• on Settembre 12, 2019

Israel. Cingoli (political analyst): “Concrete risk of annexation to the Jordan Valley”

Israeli Prime Minister Benjamin Netanyahu pledged to annex the Israeli settlements in the Jordan Valley and the Northern Dead Sea if re-elected on 17 September. Less than a week from what appears to be one of the most uncertain electoral rounds in recent years, the Israeli Premier, in office since 2009, plays the “extension of Israeli sovereignty” card to this area of the West Bank occupied since 1967. The Jordan Valley covers an area of 2,400 square kilometres (with 2.5 million Palestinian inhabitants), equivalent to a third of the West Bank, where some 500,000 Israeli settlers came to live over the years, in settlements and illegal outposts. The initiative that risks to further flare up the Middle Eastern area. In Netanyahu’s intentions, the Jordan Valley and the northern Dead Sea will become “the eastern defensive wall and safety belt of the country”. The Premier indicated the areas to be annexed: “from the city of Beit Shean in the north, following the so-called ‘Allon Trail’ to Ein Gedi on the Dead Sea.” The city of Jericho will not be annexed and, acting as a sort of enclave, will remain part of the Palestinian National Autonomy (PNA). Instead, large settlements would be annexed to Israel, such as Maalè Adumim, Gush Etzion, now adjacent to Jerusalem, and Ariel.

Reactions from the Arab world. Netanyahu’s announcement caused harsh reactions on the part of the Palestinians and the Arab world. “Palestinian land is not part of Netanyahu’s election campaign and it is not for sale!” exclaimed Palestinian Prime Minister Mohammad Shtayyeh, who dubbed Netanyahu “the chief destroyer of the peace process.” For his part, Palestinian President Abu Mazen threatened to cancel “all agreements with Israel”, while the Arab League, Turkey, Saudi Arabia, Jordan have strongly condemned the Israeli announcement defining it an “aggression”. For Hamas, which rules the Gaza Strip, “without US backing and international silence, notably of Europe, Netanyahu could not take such far-reaching steps.” Riyadh also called for an “emergency meeting” of the foreign ministers of the 57 member states of the Organisation for Islamic Cooperation (OIC).
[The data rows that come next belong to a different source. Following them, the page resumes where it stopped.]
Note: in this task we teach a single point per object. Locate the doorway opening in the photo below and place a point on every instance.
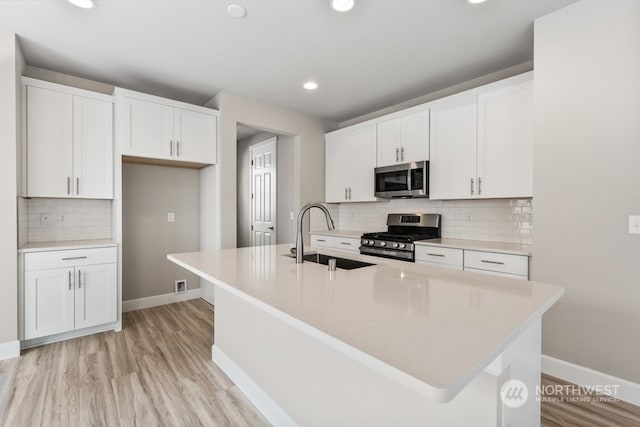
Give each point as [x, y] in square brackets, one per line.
[264, 187]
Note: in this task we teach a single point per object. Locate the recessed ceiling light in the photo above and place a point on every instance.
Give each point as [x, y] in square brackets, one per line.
[342, 5]
[236, 11]
[310, 85]
[85, 4]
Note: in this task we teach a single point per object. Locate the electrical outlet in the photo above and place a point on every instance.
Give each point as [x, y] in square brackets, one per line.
[46, 219]
[634, 224]
[181, 286]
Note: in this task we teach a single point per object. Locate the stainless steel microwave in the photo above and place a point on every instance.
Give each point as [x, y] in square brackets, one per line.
[403, 181]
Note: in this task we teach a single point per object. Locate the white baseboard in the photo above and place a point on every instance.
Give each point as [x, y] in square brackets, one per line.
[154, 301]
[628, 390]
[9, 350]
[208, 291]
[263, 403]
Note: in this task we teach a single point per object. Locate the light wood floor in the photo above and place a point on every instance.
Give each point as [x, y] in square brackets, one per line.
[158, 372]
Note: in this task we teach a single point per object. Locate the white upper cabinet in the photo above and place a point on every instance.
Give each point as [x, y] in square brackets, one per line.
[69, 142]
[150, 128]
[453, 148]
[482, 142]
[350, 162]
[93, 148]
[505, 142]
[403, 139]
[157, 128]
[195, 136]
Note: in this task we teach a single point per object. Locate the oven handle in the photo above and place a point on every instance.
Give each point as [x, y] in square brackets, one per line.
[404, 255]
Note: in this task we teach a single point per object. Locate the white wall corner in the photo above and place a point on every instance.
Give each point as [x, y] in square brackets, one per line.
[626, 391]
[154, 301]
[9, 350]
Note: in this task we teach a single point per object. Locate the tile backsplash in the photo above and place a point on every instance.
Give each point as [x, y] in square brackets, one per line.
[495, 220]
[69, 219]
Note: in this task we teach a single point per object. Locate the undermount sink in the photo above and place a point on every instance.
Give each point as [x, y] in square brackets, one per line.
[342, 263]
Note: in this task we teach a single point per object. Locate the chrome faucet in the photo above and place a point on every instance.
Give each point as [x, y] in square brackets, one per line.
[299, 243]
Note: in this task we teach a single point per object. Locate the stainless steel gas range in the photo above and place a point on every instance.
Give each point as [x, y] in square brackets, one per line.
[402, 231]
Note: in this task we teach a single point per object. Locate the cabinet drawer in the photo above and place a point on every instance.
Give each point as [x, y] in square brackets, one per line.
[69, 258]
[501, 263]
[322, 241]
[437, 255]
[496, 273]
[347, 243]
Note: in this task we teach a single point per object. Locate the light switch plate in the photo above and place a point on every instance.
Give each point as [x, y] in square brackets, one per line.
[634, 224]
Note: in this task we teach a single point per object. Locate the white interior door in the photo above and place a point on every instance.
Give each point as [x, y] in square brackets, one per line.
[264, 199]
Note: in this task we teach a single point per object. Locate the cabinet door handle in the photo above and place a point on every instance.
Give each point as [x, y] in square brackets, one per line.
[491, 262]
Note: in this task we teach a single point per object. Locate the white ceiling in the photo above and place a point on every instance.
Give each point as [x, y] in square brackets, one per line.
[381, 53]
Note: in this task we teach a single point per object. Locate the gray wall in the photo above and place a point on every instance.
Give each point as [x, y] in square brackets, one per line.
[586, 182]
[308, 159]
[285, 229]
[11, 65]
[286, 232]
[148, 194]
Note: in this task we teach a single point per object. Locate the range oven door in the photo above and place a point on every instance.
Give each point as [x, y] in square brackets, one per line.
[405, 180]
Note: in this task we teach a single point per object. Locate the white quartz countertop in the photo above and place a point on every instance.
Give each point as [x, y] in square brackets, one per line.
[66, 245]
[432, 328]
[338, 233]
[501, 247]
[480, 245]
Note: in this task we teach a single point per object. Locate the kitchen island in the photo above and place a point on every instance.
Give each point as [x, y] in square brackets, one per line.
[395, 343]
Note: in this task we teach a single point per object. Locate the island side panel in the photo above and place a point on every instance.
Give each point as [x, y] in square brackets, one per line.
[294, 379]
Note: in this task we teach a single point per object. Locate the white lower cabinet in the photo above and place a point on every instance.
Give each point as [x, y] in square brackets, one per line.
[442, 257]
[497, 264]
[69, 290]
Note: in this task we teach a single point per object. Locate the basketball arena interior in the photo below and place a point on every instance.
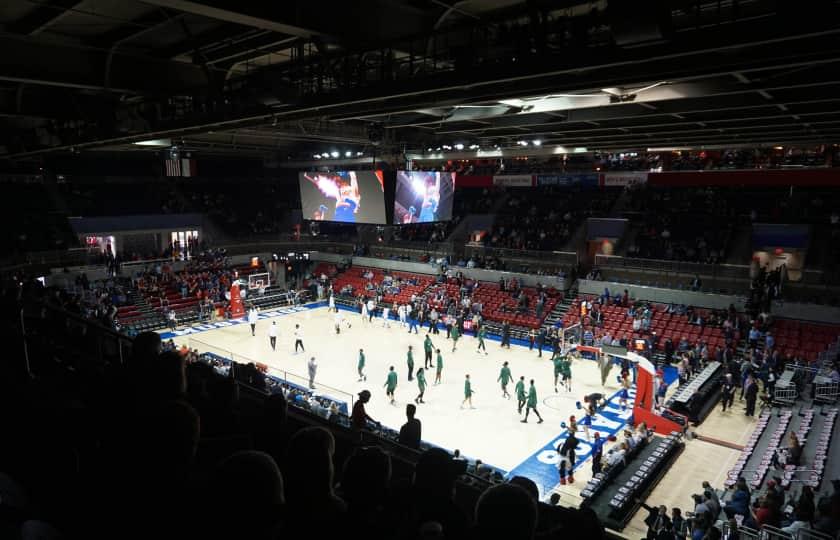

Concrete risk. “Now the risk is to dismiss Netanyahu’s declaration as an electoral strategy, however not new, with the aim of uniting Likud’s electorate and ousting his opponents from the far right and draining the religious parties.” In the opinion of Middle East analyst and expert, former president of the Italian Centre for Peace in the Middle East (Cipmo), Janiki Cingoli,

“the Israeli Prime Minister’s initiative could turn out to be very concrete also because it is linked to the recognition of Israel’s sovereignty over the Golan Heights by the US President, Donald Trump, and to the US decision not to consider the West Bank as an occupied (but controlled, ed’s note.) territory. These announcements could give the green light to the annexation of part of the West Bank, claimed by Israel for decades.”

On top of this, Cingoli said, there is “the so-called ‘Agreement of the Century’, which in Trump’s intentions would put an end to the Israeli-Palestinian conflict, but which would appear to have a chiefly economic dimension. According to indiscretions under this agreement the Jordan Valley and the northern Dead Sea are both viewed as a safety buffer by Israel, as are the large settlement blocks.

A series of bantustans (territories set aside for Palestinians only, ed’s note.) with reinforced autonomy and economic incentives are thus taking shape”. For Cingoli, “Netanyahu’s promise should be viewed against the broader backdrop of tensions with Iran, Lebanon, Syria and Gaza, although a meeting between Trump and Iranian President Rouhani at the next UN assembly, mediated by France, has not been ruled out. Let’s not forget the artillery shells in the North, on the border with Lebanon and Gaza, where Palestinian rocket attacks continue.” Are we facing a death blow on the process for the resumption of negotiations?

“I doubt that an ongoing negotiation process can be spoken of when it comes to Trump – Cingoli said – but the possibility that the US president may change his mind, even in the event of a re-election, cannot be excluded. The same goes for Netanyahu who, alongside warlike declarations during the election campaign, eventually endeavours to avoid flare-ups of violence”.